Yes, I anticipate your last objection. Angela Merkel is not going to send a postcard or download our Shhh! app. And even though German trains are far more comfortable than Amtrak, the prime minister is not likely to get on board and start blabbing. How will my proposals net us the information we want from the leaders of our powerful allies?

Hang tight—this is my best proposal yet. Well, it was my best proposal until the Russians somehow got a jump on me. At the last G20 meeting, those wily Russians gave out cute little memory drives to all the participants. Stick the USB drive into your computer and—bingo!—the Russians can see all of Angela Merkel’s vacation photos.

I realize it’s not the Cold War any longer, but we can still one-up the Russkies. You’ve heard ofGoogle Glass, right? It’s the new portable computer that turns your eyeglasses into a window to the World Wide Web. You had to enter a competition—on Twitter, naturally—to win a prototype.
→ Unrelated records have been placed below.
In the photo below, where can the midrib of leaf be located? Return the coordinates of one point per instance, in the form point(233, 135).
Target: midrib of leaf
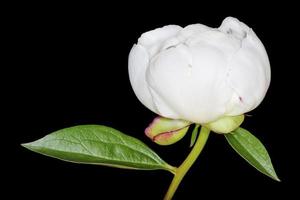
point(95, 155)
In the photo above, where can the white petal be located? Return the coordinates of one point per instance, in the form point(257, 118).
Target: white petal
point(152, 40)
point(194, 91)
point(137, 65)
point(234, 27)
point(249, 75)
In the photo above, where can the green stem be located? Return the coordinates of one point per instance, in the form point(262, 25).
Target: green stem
point(188, 162)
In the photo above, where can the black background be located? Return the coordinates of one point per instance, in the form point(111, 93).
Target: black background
point(68, 66)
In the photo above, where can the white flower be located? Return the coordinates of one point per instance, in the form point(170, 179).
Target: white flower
point(198, 73)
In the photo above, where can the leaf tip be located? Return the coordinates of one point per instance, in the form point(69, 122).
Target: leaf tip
point(27, 145)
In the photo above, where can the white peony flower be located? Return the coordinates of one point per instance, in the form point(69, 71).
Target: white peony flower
point(200, 74)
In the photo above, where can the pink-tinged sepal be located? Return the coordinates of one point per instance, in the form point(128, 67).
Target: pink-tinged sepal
point(165, 131)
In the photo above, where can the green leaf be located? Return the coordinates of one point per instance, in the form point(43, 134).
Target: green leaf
point(99, 145)
point(194, 135)
point(252, 150)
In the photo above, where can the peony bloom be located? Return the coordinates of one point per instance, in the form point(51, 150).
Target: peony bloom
point(200, 74)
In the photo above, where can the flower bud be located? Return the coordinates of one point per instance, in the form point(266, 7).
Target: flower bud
point(164, 131)
point(226, 124)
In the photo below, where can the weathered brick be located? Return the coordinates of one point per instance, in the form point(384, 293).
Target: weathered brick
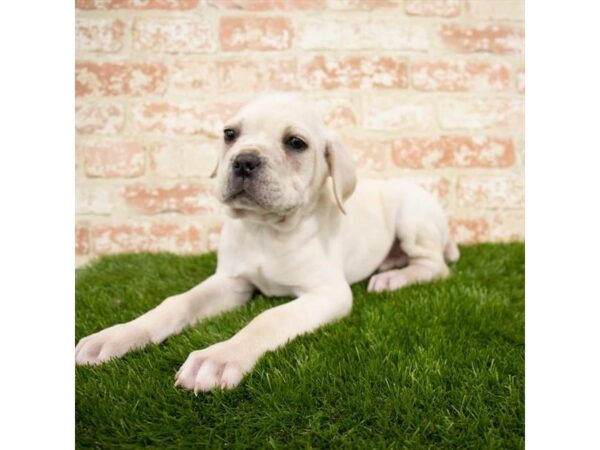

This is the hottest new gadget ever.

I’m sure you’ve guessed by now—we give Google Glass as gifts to our most important buddies: David Cameron, Francois Hollande, Angela Merkel. We apologize for tapping their phones and compiling fat blackmail folders based on the information we assembled. We tell them that we hope that this gift will go at least part of the way toward repairing the breach in our friendship.

Trust me, as soon as they try the new Google Glass, they’ll be hooked. And then we’ll have everything that they see, hear, touch, taste. The NSA is a modern-day Stasi? Please! Those guys were pikers, technologically speaking.

So, what do you think? Are these brilliant suggestions, or what? I look forward to hearing from you as soon as possible. I’m getting tired of coconuts, banana leaves, and fish. I’d be happy to come to Langley and help out on any or all of these proposals. Or I could collaborate with the technogeeks in our Rome office.